The Village Idiot had also made an appearance under the impression (due to Bruce’s syncopated pink tights) that it was a performance of the Bolshoi Ballet, but had not lingered. (They later found that all the proceeds had been lifted by the Russian Mafia.)
Mandy stirred amidst her Janis Joplin (Phil hated all that late-60s shit) and Dolly Parton-filled blue-teared nightmares of screaming tractor factories running flaming and naked down the Seven Bridges Road during the Great Patriotic War — a thorough waste of time perhaps, considering — and after much yawning and belching eased her fleshy form out of the soiled bedclothes with the aid of a bottle-opener. The hushed town could be heard breathing in the dreams of some Russian successor of Dylan Thomas, though not without an emphysemic wheeze of the sepulchral squalor that opens The Autumn of the Patriarch. She took a belt of the Gorbachev® vodka she had almost completely consumed last night.
“Aaaaaaaaaaah. That’s better. I would of preferred a Tia Maria but.” She coughed paroxysmically and rubbed both her needle-tracked arms as it was freezing. The picture of Boris Yeltsin on the label winked through the smoke.
“Our DVD’s in the Top Ten.” sprayed Phil, sipping his flea-infested tea as he pored over a purloined 20th century laptop locked onto the Iridium System. He’d lent Lily $500,000 won on a whippet and she’d bribed all their fake fan clubs to bulk-buy it and even upload it onto the ‘Golden Record’ on each of the Voyager spacecrafts. (He’d thought of acquiring more fame by faking his own death, but had been assured that he was already closer to it than James Dean and Janis Joplin. He was already on Find-a-Grave.)
“Where? In D-neper-petrovsk?” snorted Mandy Rice-Davies, as he thought of her, igniting a black cigarette to go with the coke. She quoted from The Rime of the Ancient Mariner but he wasn’t listening. He’d done his best to strangle her intertextual genius in its infancy and for the rest of its bloody life.
“No, London!”
“Well let’s get back there then.”
“Wiv what? We’re skint in’ we?” he said, affecting an East End accent. He felt a sudden itching over his whole body and sucked out the dregs of the cask.

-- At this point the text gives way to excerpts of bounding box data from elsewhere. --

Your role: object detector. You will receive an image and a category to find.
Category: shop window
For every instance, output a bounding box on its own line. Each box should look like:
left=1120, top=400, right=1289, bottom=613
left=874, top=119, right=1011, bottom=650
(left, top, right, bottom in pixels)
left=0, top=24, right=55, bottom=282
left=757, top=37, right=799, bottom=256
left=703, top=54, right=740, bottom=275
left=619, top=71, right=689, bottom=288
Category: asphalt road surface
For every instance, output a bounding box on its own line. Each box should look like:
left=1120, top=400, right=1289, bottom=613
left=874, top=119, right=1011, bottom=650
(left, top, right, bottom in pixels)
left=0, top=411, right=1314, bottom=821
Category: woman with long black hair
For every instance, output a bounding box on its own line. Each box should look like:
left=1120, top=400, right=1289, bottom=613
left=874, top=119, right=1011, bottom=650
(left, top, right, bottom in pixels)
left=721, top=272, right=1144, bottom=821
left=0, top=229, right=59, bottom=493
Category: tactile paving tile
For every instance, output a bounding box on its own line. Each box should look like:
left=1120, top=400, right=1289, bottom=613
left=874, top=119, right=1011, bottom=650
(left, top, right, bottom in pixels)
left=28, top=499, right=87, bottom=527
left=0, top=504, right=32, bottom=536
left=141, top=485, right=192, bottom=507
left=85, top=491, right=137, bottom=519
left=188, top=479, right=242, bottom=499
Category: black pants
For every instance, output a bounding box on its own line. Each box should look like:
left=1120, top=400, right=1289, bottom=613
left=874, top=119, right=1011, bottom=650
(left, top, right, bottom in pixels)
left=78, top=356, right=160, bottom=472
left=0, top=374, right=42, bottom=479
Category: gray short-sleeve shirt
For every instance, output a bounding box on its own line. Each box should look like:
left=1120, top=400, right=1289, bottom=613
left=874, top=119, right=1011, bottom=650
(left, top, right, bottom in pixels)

“Fuck you. Capitalism, Ariadne couldn’t find her way out of you.”, she declaimed to the fanciful shadow on the ceiling. “Shoulda heard you talkin’ to yourself earlier on. And what have you been smokin’?”
“Money.” he grinned. The smoke was so thick he was tempted to chew it. Mmm, roast flea.
“Parasite. Well, you would of. Your ‘money’ your oxygen or your life. You value it more than your life. Want mine back you mathematical shitbag. Sell that bloody thing Phil the Dill. ‘Fix the clock’ again. For money, bits of paper trail I will later set fire to like King Arthur … you have sown the wind and you are going to reap the whirlwind …”
She began to choke and cry and sneeze all at once, but coughed up several cheap varieties of phlegm. “Outhouse of the Patriarse! O Lord won’t you buy me a Volga Boatman or the ricepaper trumpet we all swallow once a summer. And the Scholastic Constitutions of the Untidy Strays of America going down the toilet while trying to take it over the torch above the Golden Door and of the Union of Soviet Socialist Republics, 25 million dead, Mother of All the Battling Fuckers. And shut that fucken window! ’s coolin’ me borscht.”
“The phone won’t work properly then.” Ricepaper trumpet? She was going.
“Anyhow, can’t you just ring the fucking record company?”
“I’ll try.” he sighed.
As Mandy stripped naked in front of the open window (she had noticed the crumpled Commissar watching from the bushes opposite), Phil angled the Tidbinbilla-sized dish, twisted the cat’s whisker and managed to contact Dung Recordings. Charles Sumner Tainter and Ezra Gilliland hadn’t invented the phonograph in Russia for nothing.